New technology is allowing clinicians, for the first time, to study the subtle structural changes that cause progression of this disease.

Diagnosing HIV retinopathy

HIV retinopathy is an ischaemic microangiopathy that leads to damage of inner retinal structures including the vasculature and ganglion cells. Clinically, HIV retinopathy is diagnosed by the presence of intra-retinal haemorrhages and soft retinal exudates (cotton wool spots) in patients with low CD4 T-lymphocyte cell counts (<100 or 1.0 x 109/L) in the absence of infectious retinitis. Upon a patient's immune recovery, HIV retinopathy usually resolves within three months. However, if a patient's immune status is not recovered, these signs may persist or worsen while the CD4 cell count remains low.

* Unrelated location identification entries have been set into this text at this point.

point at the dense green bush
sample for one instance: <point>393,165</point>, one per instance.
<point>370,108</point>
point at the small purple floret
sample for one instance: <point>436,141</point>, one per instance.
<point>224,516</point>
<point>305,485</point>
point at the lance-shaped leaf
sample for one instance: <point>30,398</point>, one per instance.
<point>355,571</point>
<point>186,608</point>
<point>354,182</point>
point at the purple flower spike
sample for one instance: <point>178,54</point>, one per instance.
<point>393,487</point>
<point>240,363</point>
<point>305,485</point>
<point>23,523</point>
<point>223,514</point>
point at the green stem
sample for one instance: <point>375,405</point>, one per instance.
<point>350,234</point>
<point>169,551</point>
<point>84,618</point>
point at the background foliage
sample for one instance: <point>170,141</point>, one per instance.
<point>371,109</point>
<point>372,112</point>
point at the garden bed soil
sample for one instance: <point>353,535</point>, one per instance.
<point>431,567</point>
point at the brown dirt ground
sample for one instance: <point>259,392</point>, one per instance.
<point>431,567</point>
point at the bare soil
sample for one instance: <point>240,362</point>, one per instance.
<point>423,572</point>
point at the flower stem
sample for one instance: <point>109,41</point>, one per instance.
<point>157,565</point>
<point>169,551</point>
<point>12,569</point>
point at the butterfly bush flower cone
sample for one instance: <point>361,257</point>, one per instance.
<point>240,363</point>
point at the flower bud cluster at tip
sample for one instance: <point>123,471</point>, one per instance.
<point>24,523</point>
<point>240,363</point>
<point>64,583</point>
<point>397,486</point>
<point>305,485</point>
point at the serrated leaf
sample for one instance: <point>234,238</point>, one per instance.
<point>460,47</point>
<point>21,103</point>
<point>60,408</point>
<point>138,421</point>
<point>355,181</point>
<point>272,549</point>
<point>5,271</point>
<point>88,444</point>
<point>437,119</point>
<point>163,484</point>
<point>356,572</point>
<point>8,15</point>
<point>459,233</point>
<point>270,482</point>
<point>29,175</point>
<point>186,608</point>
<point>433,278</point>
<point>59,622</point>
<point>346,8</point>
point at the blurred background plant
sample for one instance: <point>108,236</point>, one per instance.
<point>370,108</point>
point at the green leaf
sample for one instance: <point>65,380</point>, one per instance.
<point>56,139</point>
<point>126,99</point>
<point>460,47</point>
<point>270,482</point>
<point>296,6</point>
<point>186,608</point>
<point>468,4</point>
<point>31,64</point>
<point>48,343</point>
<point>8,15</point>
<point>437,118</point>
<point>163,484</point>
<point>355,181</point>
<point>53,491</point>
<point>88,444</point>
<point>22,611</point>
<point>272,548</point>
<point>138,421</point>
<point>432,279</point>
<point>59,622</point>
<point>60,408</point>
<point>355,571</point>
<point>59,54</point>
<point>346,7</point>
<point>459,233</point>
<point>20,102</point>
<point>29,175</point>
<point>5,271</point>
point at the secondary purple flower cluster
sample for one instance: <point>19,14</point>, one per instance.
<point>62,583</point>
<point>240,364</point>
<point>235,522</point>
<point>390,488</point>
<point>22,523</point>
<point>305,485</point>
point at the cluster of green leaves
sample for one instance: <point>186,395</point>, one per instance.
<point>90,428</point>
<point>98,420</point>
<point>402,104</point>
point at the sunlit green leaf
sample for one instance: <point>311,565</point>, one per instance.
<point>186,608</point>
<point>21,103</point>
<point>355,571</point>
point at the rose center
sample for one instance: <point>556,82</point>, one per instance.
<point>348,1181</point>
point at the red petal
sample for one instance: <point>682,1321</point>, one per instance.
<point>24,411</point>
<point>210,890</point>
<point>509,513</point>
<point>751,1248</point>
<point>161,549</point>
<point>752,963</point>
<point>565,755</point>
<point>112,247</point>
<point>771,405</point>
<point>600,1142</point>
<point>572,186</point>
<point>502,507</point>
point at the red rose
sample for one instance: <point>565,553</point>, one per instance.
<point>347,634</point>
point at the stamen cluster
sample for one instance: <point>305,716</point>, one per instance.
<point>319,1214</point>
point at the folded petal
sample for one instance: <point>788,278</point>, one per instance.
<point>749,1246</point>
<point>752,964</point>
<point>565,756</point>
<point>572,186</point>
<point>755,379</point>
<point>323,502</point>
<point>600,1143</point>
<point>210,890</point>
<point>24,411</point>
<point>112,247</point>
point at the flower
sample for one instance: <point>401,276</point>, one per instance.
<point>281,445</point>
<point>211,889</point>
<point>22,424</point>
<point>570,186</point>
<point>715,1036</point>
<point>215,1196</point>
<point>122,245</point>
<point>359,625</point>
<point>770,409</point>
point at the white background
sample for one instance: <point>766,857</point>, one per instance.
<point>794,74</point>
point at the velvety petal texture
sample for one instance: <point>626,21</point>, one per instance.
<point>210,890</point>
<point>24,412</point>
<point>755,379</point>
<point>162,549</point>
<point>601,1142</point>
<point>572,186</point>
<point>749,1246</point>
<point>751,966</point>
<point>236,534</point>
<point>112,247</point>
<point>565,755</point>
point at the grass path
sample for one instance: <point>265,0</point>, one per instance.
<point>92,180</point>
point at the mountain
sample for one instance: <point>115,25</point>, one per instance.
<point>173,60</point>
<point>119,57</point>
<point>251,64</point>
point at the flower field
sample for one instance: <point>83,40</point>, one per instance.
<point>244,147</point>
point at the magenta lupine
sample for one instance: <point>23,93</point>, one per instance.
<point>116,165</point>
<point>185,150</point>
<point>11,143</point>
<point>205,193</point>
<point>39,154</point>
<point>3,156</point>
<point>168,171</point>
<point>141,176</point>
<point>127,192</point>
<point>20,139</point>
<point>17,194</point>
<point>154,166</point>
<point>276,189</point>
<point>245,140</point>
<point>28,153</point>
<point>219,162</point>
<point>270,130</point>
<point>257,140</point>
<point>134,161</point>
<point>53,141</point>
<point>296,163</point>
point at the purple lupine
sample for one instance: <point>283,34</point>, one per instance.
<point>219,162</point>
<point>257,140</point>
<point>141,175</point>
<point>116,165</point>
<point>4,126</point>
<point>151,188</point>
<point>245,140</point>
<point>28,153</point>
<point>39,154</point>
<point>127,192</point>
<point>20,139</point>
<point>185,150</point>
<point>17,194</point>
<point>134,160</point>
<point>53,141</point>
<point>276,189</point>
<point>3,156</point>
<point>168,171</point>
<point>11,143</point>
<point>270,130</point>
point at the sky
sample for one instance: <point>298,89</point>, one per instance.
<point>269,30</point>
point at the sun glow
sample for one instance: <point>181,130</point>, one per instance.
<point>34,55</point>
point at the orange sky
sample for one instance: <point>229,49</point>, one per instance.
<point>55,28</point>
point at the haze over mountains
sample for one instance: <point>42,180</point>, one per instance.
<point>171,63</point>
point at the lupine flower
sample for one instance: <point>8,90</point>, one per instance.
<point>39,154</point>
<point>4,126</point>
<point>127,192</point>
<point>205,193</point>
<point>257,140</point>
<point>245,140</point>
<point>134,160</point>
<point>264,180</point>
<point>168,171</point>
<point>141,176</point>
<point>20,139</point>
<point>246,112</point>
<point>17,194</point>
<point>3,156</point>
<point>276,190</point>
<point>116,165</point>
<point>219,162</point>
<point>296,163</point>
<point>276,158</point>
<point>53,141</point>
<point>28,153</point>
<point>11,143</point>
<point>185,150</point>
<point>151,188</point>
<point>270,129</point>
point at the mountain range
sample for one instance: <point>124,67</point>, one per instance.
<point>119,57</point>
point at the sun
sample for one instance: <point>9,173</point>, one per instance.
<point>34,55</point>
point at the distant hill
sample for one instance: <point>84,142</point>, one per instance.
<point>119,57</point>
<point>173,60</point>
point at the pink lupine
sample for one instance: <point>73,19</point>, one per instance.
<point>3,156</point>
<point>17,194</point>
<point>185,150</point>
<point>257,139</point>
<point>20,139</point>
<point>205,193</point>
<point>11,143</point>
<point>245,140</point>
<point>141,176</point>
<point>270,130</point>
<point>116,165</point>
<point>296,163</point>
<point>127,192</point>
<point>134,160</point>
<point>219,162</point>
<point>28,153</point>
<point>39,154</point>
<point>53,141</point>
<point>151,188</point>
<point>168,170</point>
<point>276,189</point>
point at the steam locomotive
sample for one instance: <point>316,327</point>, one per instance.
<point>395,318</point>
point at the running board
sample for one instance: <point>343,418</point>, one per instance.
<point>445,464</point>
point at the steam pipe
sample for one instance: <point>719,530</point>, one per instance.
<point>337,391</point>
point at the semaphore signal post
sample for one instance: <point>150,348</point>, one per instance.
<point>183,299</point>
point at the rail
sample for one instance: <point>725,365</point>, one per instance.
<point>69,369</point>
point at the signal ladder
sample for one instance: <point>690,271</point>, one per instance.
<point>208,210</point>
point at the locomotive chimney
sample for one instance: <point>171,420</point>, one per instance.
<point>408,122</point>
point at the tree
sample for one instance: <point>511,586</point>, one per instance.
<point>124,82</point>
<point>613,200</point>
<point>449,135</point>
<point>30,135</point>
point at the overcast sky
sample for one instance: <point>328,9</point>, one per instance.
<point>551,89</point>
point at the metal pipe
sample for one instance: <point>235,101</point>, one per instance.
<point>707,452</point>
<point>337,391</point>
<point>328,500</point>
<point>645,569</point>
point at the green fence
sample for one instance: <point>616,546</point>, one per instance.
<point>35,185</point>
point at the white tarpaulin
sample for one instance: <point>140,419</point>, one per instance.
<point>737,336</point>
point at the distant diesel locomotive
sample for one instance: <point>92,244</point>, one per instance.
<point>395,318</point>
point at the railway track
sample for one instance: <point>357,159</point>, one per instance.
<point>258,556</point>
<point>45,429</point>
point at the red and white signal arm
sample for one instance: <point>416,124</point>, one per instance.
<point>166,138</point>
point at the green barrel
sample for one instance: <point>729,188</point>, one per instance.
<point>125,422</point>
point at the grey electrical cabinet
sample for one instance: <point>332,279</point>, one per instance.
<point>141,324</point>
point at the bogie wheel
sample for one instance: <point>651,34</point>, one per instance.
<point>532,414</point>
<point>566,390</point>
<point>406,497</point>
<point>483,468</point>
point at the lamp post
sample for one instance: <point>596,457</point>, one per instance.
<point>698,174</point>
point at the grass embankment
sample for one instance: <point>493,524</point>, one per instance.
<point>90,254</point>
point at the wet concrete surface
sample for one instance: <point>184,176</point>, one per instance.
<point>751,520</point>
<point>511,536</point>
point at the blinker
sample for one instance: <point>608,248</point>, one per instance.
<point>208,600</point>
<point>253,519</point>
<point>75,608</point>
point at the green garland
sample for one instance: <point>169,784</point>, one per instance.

OCT allows imaging of subtle changes

The advent of more sophisticated retinal imaging technology has opened up new possibilities for studying structural changes in HIV retinopathy. Many of these instruments are already in clinical use for glaucoma and other retinal diseases.

One hypothesis to explain vision loss is that it may be caused by permanent infarctions of the retinal nerve fibre layer from previously resolved cotton wool spots, areas of retinal capillary dropout, or both. Using OCT, we have been able to demonstrate visible inner retinal structural changes long after cotton wool spots have disappeared on ophthalmoscopic examinations. The inner retinal tissue in the area of cotton wool spots remains more dense than adjacent retina (hyper-reflective sign), which may mean chronic oedema or glial transformation of the tissue. It may be that such a cumulative damage from multiple infarctions and haemorrhages can finally lead to changes in the nerve fibre layer of the retina. Fortunately, the progress in technology now means we have the advantage of detecting some of these changes in vivo.